Wieder schüttelte sie den Kopf.

»Wen könnte sie mit ›M‹, dem Buchstaben M, gemeint haben?«

Mrs. McTigue starrte traurig in den leeren Gang, ihre Hand lag auf dem Türgriff. Als sie mich ansah, blickten ihre tränengefüllten Augen durch mich hindurch. »Es gibt in zwei Romanen von ihr einen ›P‹ und einen ›A‹. Ich glaube, es waren Spione der Nordstaaten. Ach, du meine Güte! Ich fürchte, ich habe den Herd nicht abgedreht.« Sie blinzelte ein paarmal, als ob sie direkt in die Sonne geschaut hätte. »Sie kommen mich doch hoffentlich wieder einmal besuchen?«

»Aber gern.« Ich drückte freundlich ihren Arm und ging.

Sofort, als ich zu Hause war, rief ich meine Mutter an und war auf einmal froh, die üblichen Ermahnungen und Vorträge zu hören. Ihre starke Stimme klang auf ihre unumwundene Art direkt liebevoll.

»Bei uns war es die ganze Woche lang über dreißig Grad heiß, und im Fernseher berichteten sie, dass ihr in Richmond nicht einmal zehn Grad hattet«, sagte sie. »Da friert es doch schon fast. Hat es schon geschneit?«

»Nein, Mutter. Bis jetzt hat es noch nicht geschneit. Wie geht es deiner Hüfte?«

»Den Umständen entsprechend gut. Ich häkle gerade eine Kniedecke, ich dachte, du könntest sie über deine Beine legen, wenn du im Büro arbeitest. Lucy hat nach dir gefragt.«

Ich hatte schon wochenlang nicht mehr mit meiner Nichte gesprochen.

»Sie arbeitet in der Schule gerade an so einem naturwissenschaftlichen Projekt«, fuhr meine Mutter fort. »Es ist ein sprechender Roboter, stell dir vor. Sie hat ihn neulich abends mitgebracht und den armen Sindbad so erschreckt, dass er unters Bett kroch …«

Sindbad war ein boshafter, gemeiner, verdorbener und ungezogener Kater, ein grau-schwarz gestreifter Streuner, der meiner Mutter beim Einkaufen in Miami Beach eines Morgens hartnäckig hinterhergelaufen war. Wenn ich zu Besuch kam, beschränkte sich Sindbads Gastfreundschaft darauf, dass er sich auf den Kühlschrank hockte und blöd auf mich herunterglotzte.

»Rate mal, wen ich neulich getroffen habe«, sagte ich, ein wenig zu lebhaft.

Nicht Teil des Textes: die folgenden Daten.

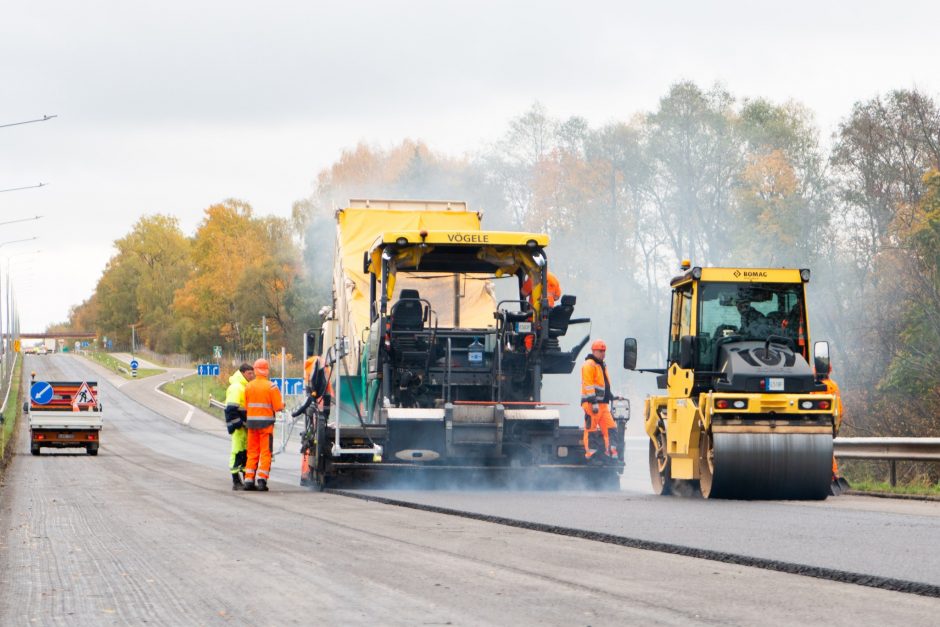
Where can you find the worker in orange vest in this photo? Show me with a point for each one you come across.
(553, 291)
(262, 401)
(595, 400)
(319, 396)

Der Wunsch, mit jemandem darüber zu sprechen, war plötzlich übermächtig. Meine Mutter kannte meine Vergangenheit, zumindest das meiste davon. »Kannst du dich noch an Mark James erinnern?«

Schweigen.

»Er war in Washington und hat bei mir vorbeigeschaut.«

»Natürlich erinnere ich mich an ihn.«

»Er wollte einen Fall mit mir besprechen. Du weißt doch, er ist Anwalt. In, äh, Chicago.« Ich trat schleunigst den Rückzug an. »Er hatte geschäftlich in Washington zu tun.« Je mehr ich sagte, desto schlimmer erschien mir ihr vorwurfsvolles Schweigen.

»Soso. Nun, ich erinnere mich noch gut daran, dass du wegen ihm fast gestorben wärest, Katie.«

Immer wenn sie mich »Katie« nannte, war ich auf einmal wieder zehn Jahre alt.